I hadn’t the slightest idea.

“I don’t know.”

“Men would have us believe that we are the emotional ones, but they only tell themselves that to hide from what they know is true. We hold the power, lass. Faeries know this truth. They know that we are too wise to make the same bargains men strike with them all the time. The day Machara is defeated, it willna be at the hands of the men here. It shall be women that defeat her. Even now, with the two lassies that arrived this night, her fear has grown. With each new lass that steps inside the walls of this castle, Machara’s chances of survival dwindle.”

I liked the idea of that—Freya’s certainty that it would be women that would save the day.

“How do you know that?”

“Because Machara does. She rarely permits herself to think on it, but I feel it each time fear flares up within her. It feels to me almost as if it were destined—a prophecy of sorts—one which she is determined to change. I doona believe she will.”

“Have you ever mentioned any of this to Nicol?”

She shook her head, and for the first time all night, she looked sad.

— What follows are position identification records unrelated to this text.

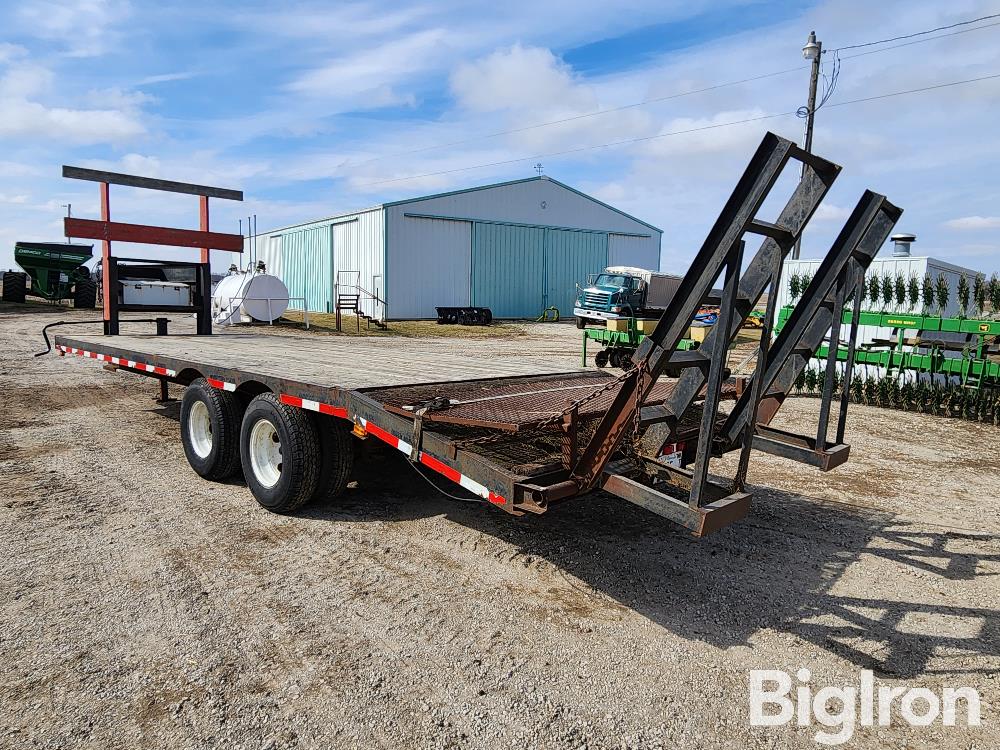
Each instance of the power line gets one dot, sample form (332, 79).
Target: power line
(713, 126)
(919, 41)
(574, 118)
(678, 95)
(918, 33)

“No. Nicol carries enough guilt for all that happened. His hope that one day he will free me is one of the few things that has made these years bearable for him. There’s no need for him to know that it willna be him that saves me.”

The sun was slowly beginning to peek over the horizon, and I could see in Freya’s gaze that her night was almost over.

“Thank you for speaking with me. I’ll visit you again.”

She smiled and laid her hand on my knee, although I couldn’t feel her touch.

“Oh, please do, Laurel. Even when Nicol returns, doona feel like ye canna interrupt him. I see enough of him. I would welcome yer company over his anytime.”

She disappeared while laughing. At least even in such a miserable purgatory, she’d found a way to be joyful.

She was a better woman than I ever hoped to be.